Let us take a look then at some of the worst mistakes you can make while handling your company’s financial resources and what you can do to avoid them.

Excessive spending during the company’s infancy

People like to say that “in order to make money, you need to spend money” and for the most part, they are right. What most businesses fail to make a distinction between, especially during their infancy, are necessary, strategic investments and excessive spending that produces little to no results. Fortunately, this problem is easy to remedy. The companies need to take better care of their finances and allocate most of the resources into the areas that benefit the organization in measurable ways.

Difficulties collecting invoices

Being passive about past-due receivables is probably one of the worst cash-flow killers. To make things even worse, small businesses are perfectly aware of this problem but simply lack the infrastructure to enforce the efficient penalty and collection policies. One of the ways to address this issue is to use selective invoice finance services in which a third-party company will pay you up to 95% of one or more invoices up-front and provide you with a working capital you need to continue operations until you are able to collect the invoices.

Overly enthusiastic forecasting

Starting a business requires an incredible amount of optimism. However, if you want your business to demonstrate staying power, this optimism has to be based in reality. There are too many examples of companies that misunderstood the buzz for real interested and botched sales forecasting only to see the returns that were not nearly sufficient to cover operational costs. Cut this problem in the root by doing a comprehensive market analysis that will give you a realistic picture of the revenue you can expect.

Not utilizing the latest technology

The fact you are able to perform some activity doesn’t necessarily mean that is the best way to perform the said activity. In terms of cash-flow efficiency, this situation would translate to relying on obsolete and inefficient techniques to do cash-flow related activities like accounting and sending invoices.
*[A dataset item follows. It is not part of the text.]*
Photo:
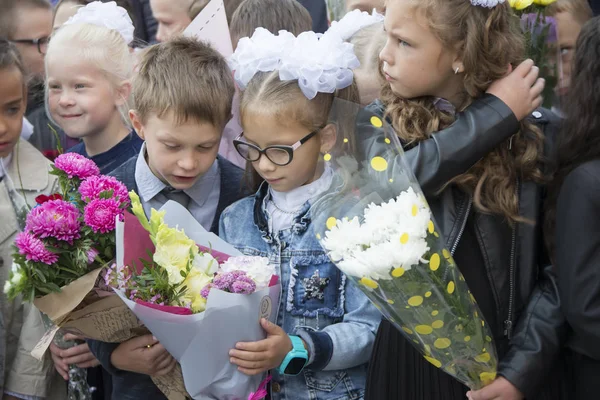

This problem can be solved in two ways – you can either invest more money into more efficient tools or outsource these tasks to companies with a better-developed infrastructure.

Not keeping the track of your finances

Financial awareness is one of the main prerequisites for a successful business. Without it, your cash-flow will suffer, no matter how well you are currently doing or how fail-proof your business model looks on the outside. Because of that, you should put some effort into improving your financial habits and asserting better control over the cash-flow including revenue and daily spending. You would be surprised by just how many resources you are losing on a daily basis on the things seemingly menial.

Not having backup funds

Finally, it should be mentioned that no matter how close control you keep over the finances, your company is heavily reliant on the number of factors that are completely out of your control. If you are relying exclusively on cash-flow to propel your business forward, any kind of hiccup or slowdown can do crippling damage to your organization. Because of that, you should make sure that you always keep an account balance that can cover at least two months of average operating costs.

These six examples are far from the complete list of all the cash-flow mistakes your company can make. The complete list would be extensive to the point of being impossible to compile. But, they are the most poisonous practices that will do the most damage to your organization if left unchecked. Don’t allow yourself such a costly mistake and do your best to put your company on solid foundations.